Have you ever just sat there, the only sound around is the beat the clock makes while it ticks. Your body, frozen still, while your mind is running 1,000 miles per hour, yet everything's a blur.
The only thing you feel are the warm tears that run down your face.
The overwhelming weight of your heart has you plastered to where you lay.
And you start to ask yourself, how did I get here?
How did I become this way?
God can you hear me? Are you watching me anymore? Have I pushed you too far?
I know I've been so angry with You and just shut You out.
It's just this is all too overwhelming and I've grown hopeless.
But I can't make it through this without You. Can you still hear me?
then to get up and go to work, hoping you could make it through the day without crying and making a scene.
Have you ever felt your heart grow hard? Barricaded by the walls built around it?
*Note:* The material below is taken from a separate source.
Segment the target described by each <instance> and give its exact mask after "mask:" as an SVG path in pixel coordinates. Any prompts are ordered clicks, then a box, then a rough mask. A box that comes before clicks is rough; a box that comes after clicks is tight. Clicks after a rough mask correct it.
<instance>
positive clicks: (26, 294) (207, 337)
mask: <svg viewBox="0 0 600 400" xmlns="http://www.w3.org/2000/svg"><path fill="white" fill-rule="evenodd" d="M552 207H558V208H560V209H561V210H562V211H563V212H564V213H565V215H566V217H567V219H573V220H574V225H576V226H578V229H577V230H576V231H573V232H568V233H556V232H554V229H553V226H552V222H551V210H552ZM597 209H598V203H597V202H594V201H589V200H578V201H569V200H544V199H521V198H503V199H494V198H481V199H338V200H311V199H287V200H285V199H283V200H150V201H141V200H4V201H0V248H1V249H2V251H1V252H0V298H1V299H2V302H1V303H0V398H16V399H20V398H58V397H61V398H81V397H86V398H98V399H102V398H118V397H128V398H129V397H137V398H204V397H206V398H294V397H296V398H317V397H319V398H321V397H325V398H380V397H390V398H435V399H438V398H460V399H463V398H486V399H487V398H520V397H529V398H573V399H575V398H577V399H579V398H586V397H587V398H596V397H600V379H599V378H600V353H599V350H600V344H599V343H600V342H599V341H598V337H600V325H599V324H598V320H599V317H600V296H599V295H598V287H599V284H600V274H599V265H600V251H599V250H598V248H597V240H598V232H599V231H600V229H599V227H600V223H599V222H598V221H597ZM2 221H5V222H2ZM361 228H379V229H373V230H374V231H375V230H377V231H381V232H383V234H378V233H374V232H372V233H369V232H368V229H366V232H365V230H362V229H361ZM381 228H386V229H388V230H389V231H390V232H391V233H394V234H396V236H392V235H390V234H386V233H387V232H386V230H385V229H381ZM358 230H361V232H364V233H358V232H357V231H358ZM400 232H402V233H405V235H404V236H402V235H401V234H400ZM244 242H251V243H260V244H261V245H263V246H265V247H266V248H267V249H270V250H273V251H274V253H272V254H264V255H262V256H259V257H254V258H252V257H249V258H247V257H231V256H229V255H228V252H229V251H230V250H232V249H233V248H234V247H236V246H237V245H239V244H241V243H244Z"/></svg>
Only left confused on how to tear them down? They're so strong and heavy, you try to remove one brick at a time, and all of a sudden an intimidating factor appears and that one brick that was taken off has been placed back and stacked three rows higher.
There gets to a point you almost begin to feel not human. Numb. and yet there is still pain.
I don't really know. There's so much confusion and pain inside that I can't even begin to verbally express the surface of it all. but somehow it almost feels like your dead inside.
The people you once felt so comfortable with are just a constant reminder of how you've changed. The awkwardness settles as your in a room filled with people, laughing, joking, and you long so much to just feel that for a moment, and partake in the joy but instead your silent, alone, and just more aware of how different you've become and wondering if you'll ever be that way again.
Maybe you've noticed that I haven't said I to any of this, rather you, I think for one I'm wondering if I'm alone here, and second, to express this under I, scares me. I don't know, it's written all the same, but to claim and confess all of this, just scares me.
I've just grown so weary of it all and at the end of the day, I just feel completely foolish.
Well I guess that's enough venting for today.
I wish I could be here doing this right now.